First popularised by Spanish novellist and playwright, Ramón María del Valle-Inclán, in the 1920s Esperpento employs bitter irony and distorted descriptions of reality in order to critique society. It utilses grotesqueries and reification (the reduction of human beings to objects) to explore the human condition and its recurring image is one of distorting mirrors. In visual art this style is probably best recognised outside the Spanish-speaking world in the darker works of Francisco Goya. In Latin America, the author most well-known for his use of the form is Mexican author, Jorge Ibargüengoitia.
In the context of contemporary UK politics, it seems we have discovered the spirit of Esperpento without actually possessing an adequate English synonym to describe the phenomenon. Pantomime is a term often employed to describe the bizarre goings-on in Westminster but that is really too cosy a description. It masks the grim underlying reality by inviting us to laugh off the corruption and mendacity as a bit of harmless knock-about, a travesty entirely divorced from everyday lived reality. This is a mistake. By dismissing it in pantomime terms as 'yah-boo politics' we like to delude ourselves that its villains are easily overcome by ridicule. Oh yes we do!
The reality, of course, is much more sinister and the mock-gothic setting of the Palace of Westminster provides the perfect stage for this theatre of the absurd.
Boris Johnson would have been a gift to Valle-Inclán, though perhaps even he would have struggled to make him up. The concave and convex mirrors used by the author in his play, Luces de Bohemia, are, metaphorically, reflecting back to us some deeply disturbing images of our contemporary body politic - not so much spitting as maniacally grinning.
The "something rotten in the state" has been graphically exposed as the Honours System itself. The exercise of Prime Ministerial patronage through the awarding of titles, decorations and medals - the so-called 'gongs' - has always been questionable but now Johnson has weaponised it. The Labour Party's pledge to abolish the House of Lords has been given added impetus by Johnson's shameless resignation honours list, which surely gives them all the ammunition they need to bring down this utterly discredited system.
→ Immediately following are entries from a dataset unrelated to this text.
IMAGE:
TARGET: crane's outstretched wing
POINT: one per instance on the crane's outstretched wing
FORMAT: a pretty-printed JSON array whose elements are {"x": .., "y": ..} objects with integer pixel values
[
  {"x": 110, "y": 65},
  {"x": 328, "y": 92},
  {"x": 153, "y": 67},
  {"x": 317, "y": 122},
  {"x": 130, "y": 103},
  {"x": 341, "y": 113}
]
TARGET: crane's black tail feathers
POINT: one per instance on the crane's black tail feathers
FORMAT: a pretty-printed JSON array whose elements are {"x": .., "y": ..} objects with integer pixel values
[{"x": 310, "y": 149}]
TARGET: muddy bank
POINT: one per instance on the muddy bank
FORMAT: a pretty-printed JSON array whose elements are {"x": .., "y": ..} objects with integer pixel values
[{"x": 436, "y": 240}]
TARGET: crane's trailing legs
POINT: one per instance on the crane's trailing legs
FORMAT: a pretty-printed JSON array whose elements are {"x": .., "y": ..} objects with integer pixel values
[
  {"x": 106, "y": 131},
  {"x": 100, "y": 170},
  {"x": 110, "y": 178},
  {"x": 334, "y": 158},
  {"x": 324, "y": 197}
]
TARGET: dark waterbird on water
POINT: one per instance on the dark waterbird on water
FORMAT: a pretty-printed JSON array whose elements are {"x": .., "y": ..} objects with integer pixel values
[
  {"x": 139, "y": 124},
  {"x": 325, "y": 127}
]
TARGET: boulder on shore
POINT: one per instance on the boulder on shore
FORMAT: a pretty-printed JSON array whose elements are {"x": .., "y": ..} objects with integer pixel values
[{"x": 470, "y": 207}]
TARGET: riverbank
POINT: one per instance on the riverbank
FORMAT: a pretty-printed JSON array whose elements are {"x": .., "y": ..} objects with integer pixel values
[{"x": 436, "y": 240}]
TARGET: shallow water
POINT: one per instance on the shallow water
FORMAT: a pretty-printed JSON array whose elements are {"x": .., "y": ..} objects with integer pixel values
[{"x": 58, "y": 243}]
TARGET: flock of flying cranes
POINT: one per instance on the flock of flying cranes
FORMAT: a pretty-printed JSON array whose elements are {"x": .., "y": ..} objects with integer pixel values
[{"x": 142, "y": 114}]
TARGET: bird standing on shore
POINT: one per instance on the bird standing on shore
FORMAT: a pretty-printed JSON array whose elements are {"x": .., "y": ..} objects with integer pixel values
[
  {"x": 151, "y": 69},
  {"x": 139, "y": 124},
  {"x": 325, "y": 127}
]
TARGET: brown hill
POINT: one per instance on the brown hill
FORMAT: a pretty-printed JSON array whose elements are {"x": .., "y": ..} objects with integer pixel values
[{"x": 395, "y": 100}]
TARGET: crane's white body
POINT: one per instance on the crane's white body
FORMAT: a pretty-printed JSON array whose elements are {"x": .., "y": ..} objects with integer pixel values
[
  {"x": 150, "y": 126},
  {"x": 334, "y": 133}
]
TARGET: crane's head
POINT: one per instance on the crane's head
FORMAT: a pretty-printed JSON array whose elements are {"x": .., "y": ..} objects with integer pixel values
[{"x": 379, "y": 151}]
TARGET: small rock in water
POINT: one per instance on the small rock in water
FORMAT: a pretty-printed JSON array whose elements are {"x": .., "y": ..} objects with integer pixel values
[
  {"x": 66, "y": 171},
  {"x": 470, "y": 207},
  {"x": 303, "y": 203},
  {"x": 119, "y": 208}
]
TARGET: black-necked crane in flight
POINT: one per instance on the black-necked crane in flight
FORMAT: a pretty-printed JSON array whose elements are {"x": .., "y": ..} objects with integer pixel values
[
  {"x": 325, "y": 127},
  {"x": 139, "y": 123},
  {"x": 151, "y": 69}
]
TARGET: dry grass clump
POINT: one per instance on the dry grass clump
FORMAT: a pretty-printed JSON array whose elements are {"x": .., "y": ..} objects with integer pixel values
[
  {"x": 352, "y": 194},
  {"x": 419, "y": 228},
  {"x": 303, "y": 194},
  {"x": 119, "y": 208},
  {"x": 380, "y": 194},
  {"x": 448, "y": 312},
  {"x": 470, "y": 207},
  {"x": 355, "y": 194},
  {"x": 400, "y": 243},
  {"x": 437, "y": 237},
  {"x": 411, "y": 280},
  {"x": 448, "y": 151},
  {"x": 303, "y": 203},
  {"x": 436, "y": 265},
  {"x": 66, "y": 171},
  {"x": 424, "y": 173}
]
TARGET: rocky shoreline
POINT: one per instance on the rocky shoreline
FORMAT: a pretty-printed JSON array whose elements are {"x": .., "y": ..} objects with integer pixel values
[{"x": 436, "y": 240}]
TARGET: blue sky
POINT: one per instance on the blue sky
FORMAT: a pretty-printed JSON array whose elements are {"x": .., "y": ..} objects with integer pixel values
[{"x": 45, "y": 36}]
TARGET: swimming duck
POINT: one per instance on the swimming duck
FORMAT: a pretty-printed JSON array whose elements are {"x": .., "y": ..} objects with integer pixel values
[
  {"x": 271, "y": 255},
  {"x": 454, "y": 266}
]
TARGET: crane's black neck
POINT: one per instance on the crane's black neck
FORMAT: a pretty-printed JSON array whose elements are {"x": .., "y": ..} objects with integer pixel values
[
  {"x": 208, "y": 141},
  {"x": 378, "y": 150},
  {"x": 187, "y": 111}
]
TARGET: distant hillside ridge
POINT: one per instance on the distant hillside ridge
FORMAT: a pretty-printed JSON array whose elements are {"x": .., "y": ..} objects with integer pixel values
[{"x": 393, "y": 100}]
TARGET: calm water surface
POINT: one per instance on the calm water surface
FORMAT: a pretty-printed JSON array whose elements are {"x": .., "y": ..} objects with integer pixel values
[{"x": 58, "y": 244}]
And why stop there? The monarchy is often referred to as 'the fount of honour'. In reality these days the sovereign simply signs off on a list of names coming to Buckingham Palace from 10 Downing Street, but when those lists are as devalued as Johnson's the institutions of monarchy and peerage are both tainted by association. The current honours sytem is truly "more honoured in the breach than in th'observance" and the two major constitutional institutions it sustains (monarchy and House of Lords) are so deeply compromised by it as to put themselves beyond reform. Both should be swept away in a parliamentary cleansing of the Augean Stables.
English author, Lewis Carroll, in his story Through the Looking-Glass has his young heroine, Alice, transported to a topsy-turvy world in which, like a reflection, everything is reversed, including logic. His is a very English dystopia, more whimsical than grotesque - and intended for children, of course - whereas Valle-Inclán's vision of humanity is a mature one, refracted by a much darker lens. For his part, by holding his own distorting mirror up to nature, Boris Johnson has revealed the warped reality of a modern British politics reshaped by thirteen years of Tory misrule.
It is unrecognisable and nothing about it will ever look the same again.